Malpensa in subbuglio a causa dell’app “Risciò” degli autisti cinesi: da due settimane, scrive il Corriere della Sera, gli Ncc (noleggio con conducente) hanno organizzato una protesta contro i guidatori cinesi senza licenza, sfiorando la rissa e arrivando all’uso di spray urticante. Il problema è stato messo in luce dai recenti servizi andati in onda su Striscia la Notizia e le Iene, che hanno denunciato il “mondo nascosto” degli abusivi orientali (e ricevuto per questo minacce di morte), suscitando l’indignazione della comunità cinese che oggi si sente messa alla gogna per un problema che riguarda il vuoto normativo italiano - dicono all'Agi - come già emerso l’anno scorso per Uber.
Perché gli Ncc hanno organizzato i picchetti all’aeroporto di Milano? Per ottenere – scrive il Corriere - l’inasprimento delle sanzioni staccate dalla polizia locale. Un episodio accaduto durante la Settimana della Moda ha fatto scattare il livello di allarme: un autista abusivo fuggì davanti a un hotel in corso di Porta Nuova rischiando di investire un vigile. Sono 414 gli autisti abusivi a Milano che usano l’app Risciò, solo in lingua cinese (si può scaricare anche con sim italiana); un “sistema di trasporto parallelo” che utilizza van o auto di alta gamma. I noleggiatori a norma hanno avvisato i turisti asiatici in arrivo dell’irregolarità del loro taxi, cui i viaggiatori cinesi fanno poco caso giacché abituati a usufruire di servizi variegati, attaccando degli adesivi sulle auto degli abusivi.
Chinatown punta il dito contro l’assenza di norme. Il Tribunale di Roma nel maggio del 2017 diede il via libera ‘definitivo’ ad Uber di operare in Italia, emettendo una sentenza che per almeno due terzi evidenziava il pasticcio normativo italiano che aveva scandito 4 anni di scontri durissimi tra i tassisti e gli altri operatori del trasporto non di linea (Ncc, appunto, Uber in primis). Ci troviamo di fronte a un caso simile?
Ma cos’è Risciò?
Non si chiama Risciò ma Huangbaoche (皇包车). Si tratta di una start-up basata a Pechino e diffusa in tutto il mondo: arruola oltre 100mila tra autisti e guide turistiche che parlano cinese in circa 1600 città in 90 Paesi. Nel 2017 raggiunge sei milioni di utenti. In Italia sono 1017 gli autisti di Huangbaoche, 357 solo a Roma. I prezzi variano a seconda del rating e del servizio offerto. Si paga con carta di credito soprattutto tramite Wechat.

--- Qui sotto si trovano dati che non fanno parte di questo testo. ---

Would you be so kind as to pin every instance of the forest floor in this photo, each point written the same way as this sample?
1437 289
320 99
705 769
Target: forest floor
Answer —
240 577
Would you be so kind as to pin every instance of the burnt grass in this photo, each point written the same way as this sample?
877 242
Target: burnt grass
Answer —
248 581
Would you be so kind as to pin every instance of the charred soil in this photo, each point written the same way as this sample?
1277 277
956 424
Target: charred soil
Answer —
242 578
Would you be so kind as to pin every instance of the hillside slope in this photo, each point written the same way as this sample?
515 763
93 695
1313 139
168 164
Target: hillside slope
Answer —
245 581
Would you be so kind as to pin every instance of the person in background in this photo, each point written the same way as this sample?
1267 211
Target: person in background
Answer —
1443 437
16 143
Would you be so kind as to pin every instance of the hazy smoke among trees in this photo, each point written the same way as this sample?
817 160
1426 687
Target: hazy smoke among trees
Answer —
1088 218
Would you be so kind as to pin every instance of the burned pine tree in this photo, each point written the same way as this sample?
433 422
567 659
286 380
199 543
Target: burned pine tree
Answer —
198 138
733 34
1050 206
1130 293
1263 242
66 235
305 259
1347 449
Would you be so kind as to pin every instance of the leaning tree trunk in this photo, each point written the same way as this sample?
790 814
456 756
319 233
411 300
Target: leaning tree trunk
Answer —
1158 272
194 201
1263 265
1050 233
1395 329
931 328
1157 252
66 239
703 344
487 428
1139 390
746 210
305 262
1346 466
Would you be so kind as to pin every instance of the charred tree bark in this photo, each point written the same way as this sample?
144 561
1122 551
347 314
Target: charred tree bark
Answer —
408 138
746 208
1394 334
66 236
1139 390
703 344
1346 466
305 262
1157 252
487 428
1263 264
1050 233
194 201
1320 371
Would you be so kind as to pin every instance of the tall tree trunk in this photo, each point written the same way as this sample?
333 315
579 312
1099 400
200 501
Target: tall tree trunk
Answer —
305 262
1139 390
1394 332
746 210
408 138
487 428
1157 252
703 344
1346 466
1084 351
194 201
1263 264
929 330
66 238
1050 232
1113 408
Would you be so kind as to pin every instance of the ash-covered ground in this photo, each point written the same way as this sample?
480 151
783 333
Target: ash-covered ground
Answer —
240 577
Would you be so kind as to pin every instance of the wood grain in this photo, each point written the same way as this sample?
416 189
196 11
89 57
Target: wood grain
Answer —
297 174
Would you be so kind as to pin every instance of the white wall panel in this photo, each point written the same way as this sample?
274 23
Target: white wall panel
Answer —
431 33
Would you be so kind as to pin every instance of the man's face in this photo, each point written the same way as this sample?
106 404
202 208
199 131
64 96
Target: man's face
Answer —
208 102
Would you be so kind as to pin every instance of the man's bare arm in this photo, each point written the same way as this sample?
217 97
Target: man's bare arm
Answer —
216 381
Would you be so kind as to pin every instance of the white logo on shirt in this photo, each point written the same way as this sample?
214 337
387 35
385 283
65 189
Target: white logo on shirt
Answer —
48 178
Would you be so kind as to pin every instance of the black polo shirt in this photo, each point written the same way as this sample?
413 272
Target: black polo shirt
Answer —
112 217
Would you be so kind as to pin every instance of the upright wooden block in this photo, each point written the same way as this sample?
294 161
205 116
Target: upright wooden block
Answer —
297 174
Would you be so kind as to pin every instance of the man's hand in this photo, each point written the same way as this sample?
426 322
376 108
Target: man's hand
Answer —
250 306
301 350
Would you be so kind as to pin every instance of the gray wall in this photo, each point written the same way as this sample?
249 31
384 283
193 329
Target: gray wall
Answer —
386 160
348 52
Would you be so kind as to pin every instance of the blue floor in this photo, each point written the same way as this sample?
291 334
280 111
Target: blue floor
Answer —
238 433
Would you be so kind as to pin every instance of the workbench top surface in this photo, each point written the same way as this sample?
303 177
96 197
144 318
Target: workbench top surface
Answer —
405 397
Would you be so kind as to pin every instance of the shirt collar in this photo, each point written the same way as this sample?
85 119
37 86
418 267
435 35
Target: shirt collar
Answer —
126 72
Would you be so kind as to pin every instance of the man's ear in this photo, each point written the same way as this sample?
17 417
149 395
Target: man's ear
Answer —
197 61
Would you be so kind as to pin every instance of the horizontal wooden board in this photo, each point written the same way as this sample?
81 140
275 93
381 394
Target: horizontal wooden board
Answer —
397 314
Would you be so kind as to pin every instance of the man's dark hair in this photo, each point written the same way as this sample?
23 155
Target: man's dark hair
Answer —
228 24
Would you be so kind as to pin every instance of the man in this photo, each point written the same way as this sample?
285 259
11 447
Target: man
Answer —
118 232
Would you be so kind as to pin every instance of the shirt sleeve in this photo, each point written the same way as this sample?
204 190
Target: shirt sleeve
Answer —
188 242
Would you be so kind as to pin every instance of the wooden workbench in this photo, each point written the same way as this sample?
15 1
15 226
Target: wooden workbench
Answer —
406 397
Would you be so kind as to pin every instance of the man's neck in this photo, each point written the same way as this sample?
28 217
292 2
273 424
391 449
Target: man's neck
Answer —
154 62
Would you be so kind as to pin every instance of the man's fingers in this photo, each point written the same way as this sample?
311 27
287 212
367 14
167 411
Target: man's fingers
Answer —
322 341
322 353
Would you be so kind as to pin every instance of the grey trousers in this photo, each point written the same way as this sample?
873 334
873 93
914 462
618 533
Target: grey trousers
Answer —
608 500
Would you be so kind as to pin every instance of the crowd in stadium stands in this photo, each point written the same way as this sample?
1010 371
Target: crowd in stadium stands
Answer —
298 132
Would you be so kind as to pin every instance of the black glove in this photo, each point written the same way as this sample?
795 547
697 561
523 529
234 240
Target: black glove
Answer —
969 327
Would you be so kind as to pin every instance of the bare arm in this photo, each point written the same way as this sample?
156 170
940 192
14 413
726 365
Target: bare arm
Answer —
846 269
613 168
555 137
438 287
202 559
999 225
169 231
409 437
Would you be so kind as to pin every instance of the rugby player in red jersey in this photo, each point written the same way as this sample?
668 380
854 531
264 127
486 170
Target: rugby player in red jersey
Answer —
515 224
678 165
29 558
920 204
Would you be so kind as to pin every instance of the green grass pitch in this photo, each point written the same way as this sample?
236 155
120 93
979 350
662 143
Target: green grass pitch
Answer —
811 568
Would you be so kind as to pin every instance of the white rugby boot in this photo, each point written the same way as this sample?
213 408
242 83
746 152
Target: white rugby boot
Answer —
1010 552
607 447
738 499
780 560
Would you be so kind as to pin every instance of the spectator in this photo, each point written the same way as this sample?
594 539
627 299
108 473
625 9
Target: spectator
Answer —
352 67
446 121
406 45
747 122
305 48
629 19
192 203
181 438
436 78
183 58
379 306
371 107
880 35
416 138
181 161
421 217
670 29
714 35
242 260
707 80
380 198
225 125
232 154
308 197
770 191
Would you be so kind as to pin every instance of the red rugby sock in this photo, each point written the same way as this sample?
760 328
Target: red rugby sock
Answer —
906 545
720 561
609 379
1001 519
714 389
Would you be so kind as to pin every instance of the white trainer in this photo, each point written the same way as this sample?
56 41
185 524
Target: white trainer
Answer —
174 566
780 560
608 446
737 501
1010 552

L’ha fondata un trentaquattrenne. Lui è Meng Lei, nato da una poverissima famiglia di contadini dello Shandong, senza neanche uno straccio di diploma delle scuole medie. Il protagonista di questa storia non ha nemmeno vent’anni quando va a cercare riscatto a Pechino, convinto che la capitale possa fare la sua fortuna. Entra nella società di prenotazioni turistiche CTRIP per una veloce gavetta come agente di vendite; fa volantinaggio alle stazioni, parla con la gente. Scopre di avere talento: capisce che manca qualcosa di esclusivo per la classe media che si affaccia sul mercato e fonda Wokee, società che offre un servizio di prenotazione per i passeggeri aerei in business e prima classe. Siamo solo nel 2004. Nella sua mente si fa largo un’idea precisa: se un cinese avesse una guida locale che possa accompagnarlo durante un soggiorno all’estero, si sentirebbe a casa, dice Meng Lei in una intervista su Pin Chain. Nasce così l’idea di Huangbaoche: un taxi privato guidato da un cinese. Ovunque nel globo terrestre.

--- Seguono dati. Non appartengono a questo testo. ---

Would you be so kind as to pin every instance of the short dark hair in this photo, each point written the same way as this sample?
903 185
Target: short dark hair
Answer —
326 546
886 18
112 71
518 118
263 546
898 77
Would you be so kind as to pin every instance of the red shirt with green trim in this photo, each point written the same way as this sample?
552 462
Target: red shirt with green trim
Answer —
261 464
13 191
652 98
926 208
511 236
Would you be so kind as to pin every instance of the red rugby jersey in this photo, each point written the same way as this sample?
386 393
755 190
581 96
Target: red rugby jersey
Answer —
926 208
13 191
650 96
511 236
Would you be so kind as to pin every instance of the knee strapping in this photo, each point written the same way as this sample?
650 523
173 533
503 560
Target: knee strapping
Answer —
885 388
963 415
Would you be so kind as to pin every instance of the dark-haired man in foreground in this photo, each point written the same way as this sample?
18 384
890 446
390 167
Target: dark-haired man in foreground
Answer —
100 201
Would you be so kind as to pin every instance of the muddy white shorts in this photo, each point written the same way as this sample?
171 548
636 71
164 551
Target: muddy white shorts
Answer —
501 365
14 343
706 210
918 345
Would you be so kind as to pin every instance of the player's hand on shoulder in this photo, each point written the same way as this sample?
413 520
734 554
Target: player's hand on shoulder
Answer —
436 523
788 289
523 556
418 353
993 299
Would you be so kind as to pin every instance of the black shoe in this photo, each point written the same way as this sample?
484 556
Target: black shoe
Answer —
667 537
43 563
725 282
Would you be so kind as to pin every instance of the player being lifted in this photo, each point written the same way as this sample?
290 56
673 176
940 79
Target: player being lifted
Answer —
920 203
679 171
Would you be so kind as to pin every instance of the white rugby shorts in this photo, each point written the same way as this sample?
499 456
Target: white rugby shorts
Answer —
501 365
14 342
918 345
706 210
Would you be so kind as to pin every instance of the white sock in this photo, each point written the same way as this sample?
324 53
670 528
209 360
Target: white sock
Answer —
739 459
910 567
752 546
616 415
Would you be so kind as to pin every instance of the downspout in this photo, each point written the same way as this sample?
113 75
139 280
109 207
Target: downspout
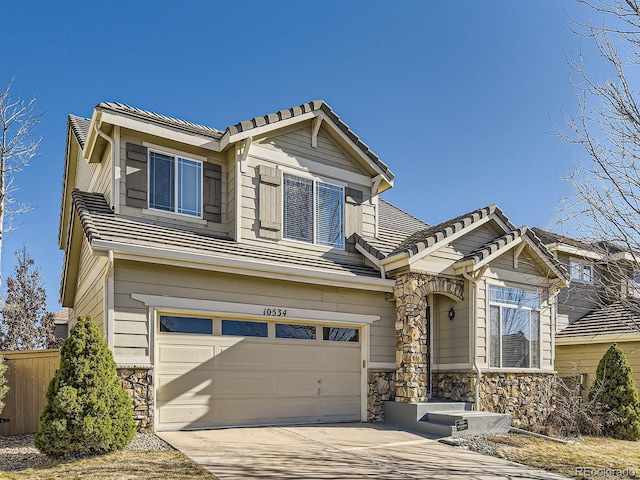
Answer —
113 159
474 282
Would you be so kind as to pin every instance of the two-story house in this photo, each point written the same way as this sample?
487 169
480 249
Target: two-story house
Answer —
600 307
254 275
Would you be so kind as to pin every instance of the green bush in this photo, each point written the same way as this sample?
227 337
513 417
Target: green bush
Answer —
616 390
87 411
4 388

L’8 dicembre 2014 Meng Lei fonda Hi Guides (alias Huangbaoche), una piattaforma che offre ai turisti cinesi pacchetti viaggio e servizi di prenotazione (pick-up all’aeroporto: un grande classico). Nel novembre del 2015 si unisce al team Pan Fei, classe 1982, con la carica di Ceo. Pan ha un passato sempre in CTRIP dove è stato direttore di area nell’isola tropicale di Hainan.
Una start-up da 50 milioni di dollari
Nel settembre 2015 Huangbaoche ottiene finanziamenti pari a 48 milioni di yuan (circa 6 milioni di euro) da parte di tre fondi di venture capital cinesi (Youguang Capital, Gobi Partners Venture Co. e Zuoyu Capital). L’anno dopo, nell’agosto del 2016, arrivano altri 120 milioni yuan (15.400 milioni di dollari) da Founder H Fund Co. Ltd. Recente il terzo round di finanziamenti, nel marzo di quest’anno, con 50 milioni di dollari da Sequoia Capital China, Matrix Partners China, Hexie Capital, e un investitore individuale, Shao Yibo, partner at Matrix China, nel 2010 nella classifica dei 400 cinesi più ricchi stilata da Forbes.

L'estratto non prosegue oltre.